The first is the Fed’s take on what we have been saying since 2015, and the reason behind bitcoin’s original surge in 2015/2016, namely its use for illicit purposes:

The Drug Enforcement Administration reports a sharp decline in bulk cash smuggling in 2016, which is the traditional payment method for drug shipments and suggests that payments may have shifted toward cryptocurrencies. Cryptocurrencies are more convenient than cash for many illegal activities that now take place online.

… cryptocurrencies are ideal for circumventing legal or regulatory authorities, because they aren’t governed by any. China, which actively controls capital flow, banned banks from dealing with bitcoin in 2013 (this was relaxed later), because it was thought to be used for money laundering. North Korea is reportedly responsible for state-sponsored hacks to steal cryptocurrencies, which help bypass economic sanctions that are enforced through the cooperation of financial institutions and countries.

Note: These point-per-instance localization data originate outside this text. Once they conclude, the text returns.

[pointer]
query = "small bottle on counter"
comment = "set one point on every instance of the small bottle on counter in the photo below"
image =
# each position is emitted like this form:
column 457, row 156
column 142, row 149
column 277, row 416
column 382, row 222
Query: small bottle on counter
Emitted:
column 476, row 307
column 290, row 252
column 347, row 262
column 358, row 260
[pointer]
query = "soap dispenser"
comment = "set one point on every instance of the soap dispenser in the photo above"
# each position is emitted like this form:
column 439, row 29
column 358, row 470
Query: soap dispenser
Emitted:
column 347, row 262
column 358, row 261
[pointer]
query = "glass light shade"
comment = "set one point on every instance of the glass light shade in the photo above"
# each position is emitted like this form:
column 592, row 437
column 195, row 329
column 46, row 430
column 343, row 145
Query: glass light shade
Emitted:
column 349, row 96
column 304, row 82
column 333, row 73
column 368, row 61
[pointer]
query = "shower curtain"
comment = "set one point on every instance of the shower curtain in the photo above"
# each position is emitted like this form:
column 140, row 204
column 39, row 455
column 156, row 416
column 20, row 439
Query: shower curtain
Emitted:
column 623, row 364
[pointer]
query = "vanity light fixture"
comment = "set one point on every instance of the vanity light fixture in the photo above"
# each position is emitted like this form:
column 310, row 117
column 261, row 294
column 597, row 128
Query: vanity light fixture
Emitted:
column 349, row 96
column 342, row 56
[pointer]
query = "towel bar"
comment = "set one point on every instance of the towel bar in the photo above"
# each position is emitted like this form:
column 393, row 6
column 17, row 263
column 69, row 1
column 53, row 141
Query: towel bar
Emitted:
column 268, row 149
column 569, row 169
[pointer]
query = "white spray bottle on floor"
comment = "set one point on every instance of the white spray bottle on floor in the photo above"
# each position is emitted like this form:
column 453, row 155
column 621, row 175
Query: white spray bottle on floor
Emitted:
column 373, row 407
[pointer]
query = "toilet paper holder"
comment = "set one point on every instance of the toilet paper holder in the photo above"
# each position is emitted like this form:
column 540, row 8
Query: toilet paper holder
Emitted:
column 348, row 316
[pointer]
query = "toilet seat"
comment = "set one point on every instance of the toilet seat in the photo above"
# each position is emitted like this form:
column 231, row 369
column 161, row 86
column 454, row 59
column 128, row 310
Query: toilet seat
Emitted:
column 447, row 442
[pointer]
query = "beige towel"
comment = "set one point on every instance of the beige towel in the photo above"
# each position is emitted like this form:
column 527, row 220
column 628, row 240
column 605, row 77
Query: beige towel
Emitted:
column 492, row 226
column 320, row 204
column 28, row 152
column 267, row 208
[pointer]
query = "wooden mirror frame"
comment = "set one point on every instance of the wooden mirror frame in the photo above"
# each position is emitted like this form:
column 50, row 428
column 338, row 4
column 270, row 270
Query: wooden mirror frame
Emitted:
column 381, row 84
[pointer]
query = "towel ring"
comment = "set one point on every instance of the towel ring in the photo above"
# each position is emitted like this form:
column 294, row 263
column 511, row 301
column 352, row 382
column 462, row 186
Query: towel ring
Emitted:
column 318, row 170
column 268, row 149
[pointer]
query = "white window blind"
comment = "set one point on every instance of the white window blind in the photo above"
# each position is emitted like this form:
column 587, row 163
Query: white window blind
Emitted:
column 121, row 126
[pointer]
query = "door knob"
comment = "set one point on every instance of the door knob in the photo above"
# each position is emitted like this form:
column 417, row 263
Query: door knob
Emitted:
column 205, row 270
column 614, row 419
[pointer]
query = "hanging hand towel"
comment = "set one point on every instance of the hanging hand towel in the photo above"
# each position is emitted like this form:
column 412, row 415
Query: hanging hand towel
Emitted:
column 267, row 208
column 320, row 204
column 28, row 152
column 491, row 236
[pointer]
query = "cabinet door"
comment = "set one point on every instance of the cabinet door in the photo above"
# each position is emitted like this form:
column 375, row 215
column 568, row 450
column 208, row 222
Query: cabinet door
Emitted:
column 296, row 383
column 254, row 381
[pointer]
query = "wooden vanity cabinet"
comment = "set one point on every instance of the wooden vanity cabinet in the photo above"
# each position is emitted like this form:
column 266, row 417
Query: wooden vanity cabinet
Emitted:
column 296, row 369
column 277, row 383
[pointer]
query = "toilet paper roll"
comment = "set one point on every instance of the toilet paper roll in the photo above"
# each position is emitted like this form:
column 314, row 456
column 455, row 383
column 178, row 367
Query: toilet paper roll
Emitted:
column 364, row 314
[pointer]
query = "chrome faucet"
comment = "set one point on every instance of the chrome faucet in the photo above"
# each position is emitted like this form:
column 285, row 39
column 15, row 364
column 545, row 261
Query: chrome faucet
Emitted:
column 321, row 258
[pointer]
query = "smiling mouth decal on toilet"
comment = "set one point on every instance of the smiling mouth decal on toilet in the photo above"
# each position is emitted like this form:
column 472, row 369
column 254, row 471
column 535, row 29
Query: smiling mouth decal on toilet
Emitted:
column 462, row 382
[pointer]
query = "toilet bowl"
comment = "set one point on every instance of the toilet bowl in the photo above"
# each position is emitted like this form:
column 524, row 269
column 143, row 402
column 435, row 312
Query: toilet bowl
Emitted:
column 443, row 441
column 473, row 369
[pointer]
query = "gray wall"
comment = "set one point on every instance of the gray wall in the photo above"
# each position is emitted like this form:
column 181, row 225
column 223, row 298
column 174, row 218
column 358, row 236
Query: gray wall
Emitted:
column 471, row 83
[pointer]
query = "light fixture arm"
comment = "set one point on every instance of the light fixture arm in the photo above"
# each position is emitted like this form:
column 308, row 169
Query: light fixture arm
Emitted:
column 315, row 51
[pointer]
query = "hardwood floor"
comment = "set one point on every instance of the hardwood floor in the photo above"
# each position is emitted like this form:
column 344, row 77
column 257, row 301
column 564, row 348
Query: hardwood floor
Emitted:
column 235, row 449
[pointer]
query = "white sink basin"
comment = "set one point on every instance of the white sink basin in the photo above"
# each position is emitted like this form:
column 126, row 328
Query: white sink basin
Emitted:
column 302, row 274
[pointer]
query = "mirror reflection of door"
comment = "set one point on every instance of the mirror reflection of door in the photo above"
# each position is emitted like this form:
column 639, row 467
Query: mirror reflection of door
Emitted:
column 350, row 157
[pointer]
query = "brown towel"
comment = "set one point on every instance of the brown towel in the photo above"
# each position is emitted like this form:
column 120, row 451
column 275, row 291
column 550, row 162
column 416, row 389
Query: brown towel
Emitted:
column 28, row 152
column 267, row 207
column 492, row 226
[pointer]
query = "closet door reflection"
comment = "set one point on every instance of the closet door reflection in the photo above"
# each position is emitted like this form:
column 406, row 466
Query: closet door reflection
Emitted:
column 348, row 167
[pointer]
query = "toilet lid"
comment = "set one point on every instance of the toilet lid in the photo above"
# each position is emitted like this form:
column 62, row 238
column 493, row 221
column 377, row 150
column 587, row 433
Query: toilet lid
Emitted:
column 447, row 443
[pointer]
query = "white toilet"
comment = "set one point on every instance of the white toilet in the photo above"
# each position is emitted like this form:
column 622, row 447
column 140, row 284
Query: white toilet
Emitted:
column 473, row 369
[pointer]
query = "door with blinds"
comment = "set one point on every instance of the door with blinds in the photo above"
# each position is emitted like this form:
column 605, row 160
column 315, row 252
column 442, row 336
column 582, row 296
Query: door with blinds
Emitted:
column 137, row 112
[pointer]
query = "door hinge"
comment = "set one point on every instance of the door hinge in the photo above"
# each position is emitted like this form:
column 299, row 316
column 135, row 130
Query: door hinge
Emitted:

This – the ability to hide and store dramatic amount of wealth in a tiny space – is also the reason why according to Goldman cryptocurrencies are really cryptocommodities, as they are not backed by a monetary authority like the Fed. This what Goldman said earlier this week: “Unlike other storage commodities like oil, gold, platinum, diamonds, and even cash, there is no need to hold much physical material to own bitcoin; even a technology as obsolete as the 3½ inch floppy disk can hold almost 30,000 private keys. There is no theoretical upper limit to the value of bitcoins in a wallet, but if we assume each wallet secured by this disk contains as much as the largest wallet today (180,000 BTC), this single disk could “hold” all bitcoins in existence and remain less than 0.5% full. Assuming a bitcoin market cap of roughly $190bn (as of late January), this disk would be the equivalent to either: 95% of the 4,583 tons of gold in Fort Knox, or 1,344 Very Large Crude Carrier supertankers of oil.”

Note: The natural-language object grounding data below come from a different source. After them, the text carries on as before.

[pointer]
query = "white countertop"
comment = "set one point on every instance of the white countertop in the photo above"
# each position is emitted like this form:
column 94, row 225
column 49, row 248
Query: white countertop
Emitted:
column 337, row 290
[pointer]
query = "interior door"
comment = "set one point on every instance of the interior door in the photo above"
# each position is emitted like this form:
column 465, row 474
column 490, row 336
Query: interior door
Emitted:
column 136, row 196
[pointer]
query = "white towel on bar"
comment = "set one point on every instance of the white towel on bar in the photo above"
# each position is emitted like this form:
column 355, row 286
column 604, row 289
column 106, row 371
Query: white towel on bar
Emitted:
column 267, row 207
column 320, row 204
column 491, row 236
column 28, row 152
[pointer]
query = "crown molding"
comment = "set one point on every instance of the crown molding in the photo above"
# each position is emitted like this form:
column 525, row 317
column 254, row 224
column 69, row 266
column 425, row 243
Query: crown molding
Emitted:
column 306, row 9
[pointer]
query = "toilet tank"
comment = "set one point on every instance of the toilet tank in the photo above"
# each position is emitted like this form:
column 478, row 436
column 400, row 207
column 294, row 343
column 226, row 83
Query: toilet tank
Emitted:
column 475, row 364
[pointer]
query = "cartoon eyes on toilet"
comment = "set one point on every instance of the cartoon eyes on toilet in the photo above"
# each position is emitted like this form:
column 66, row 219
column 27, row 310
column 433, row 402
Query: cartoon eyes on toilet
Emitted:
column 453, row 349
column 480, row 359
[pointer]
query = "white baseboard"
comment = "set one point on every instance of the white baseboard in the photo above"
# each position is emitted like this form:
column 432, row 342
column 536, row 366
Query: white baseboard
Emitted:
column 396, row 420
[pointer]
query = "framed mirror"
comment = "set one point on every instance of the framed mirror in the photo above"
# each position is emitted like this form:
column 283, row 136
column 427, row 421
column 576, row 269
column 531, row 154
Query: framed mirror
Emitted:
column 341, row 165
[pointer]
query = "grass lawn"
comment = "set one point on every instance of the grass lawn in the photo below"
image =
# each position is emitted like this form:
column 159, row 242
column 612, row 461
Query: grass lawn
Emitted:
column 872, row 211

Next follows an exchange that many opponents of bitcoin have been leery to engage in, namely why does cryptos have value if they aren’t backed by anything. The Fed’s response – the admission that the dollar is in the same boat thanks to Nixon – is needless to say , surprising.

Q. If virtual currencies aren’t backed by anything real, gold or some other physical commodity, does that mean they all eventually will be worthless?

A. You’re right that they are not backed by a physical commodity, but then neither is the dollar and most other modern currencies. It’s long been known that currencies that are intrinsically worthless, mere pieces of paper, are recognized as valuable because payments with money are so much easier than the alternative, barter. The problem with barter, when everyone trades goods and services directly, is the dreaded “double coincidence of wants.” If I want to have dinner at my favorite restaurant but the cook is not interested in trading a meal for a bitcoin lecture, I have to keeping searching until I find a restaurant that I like where, coincidentally, the cook can’t hear enough about bitcoin.

Money, even intrinsically worthless paper money, cuts the “double coincidence” problem in half. I just need to find someone willing to pay me some of that paper for my lecture, then use that paper to pay for dinner. As long as I trust that someone will accept the paper, I’m willing to accept it in exchange for my lecture. It’s trust that the “worthless” piece of paper is actually worth something to other people that makes it an acceptable medium of exchange.

As a result, the price of bitcoin fluctuates with news that vendors or firms accept or decline bitcoin as a mode of payment. Late last year, bitcoin prices jumped after Square, a payments firm, was reported to be testing bitcoin. Wider adoption and acceptance of cryptocurrencies as a payment option naturally increases what they are worth.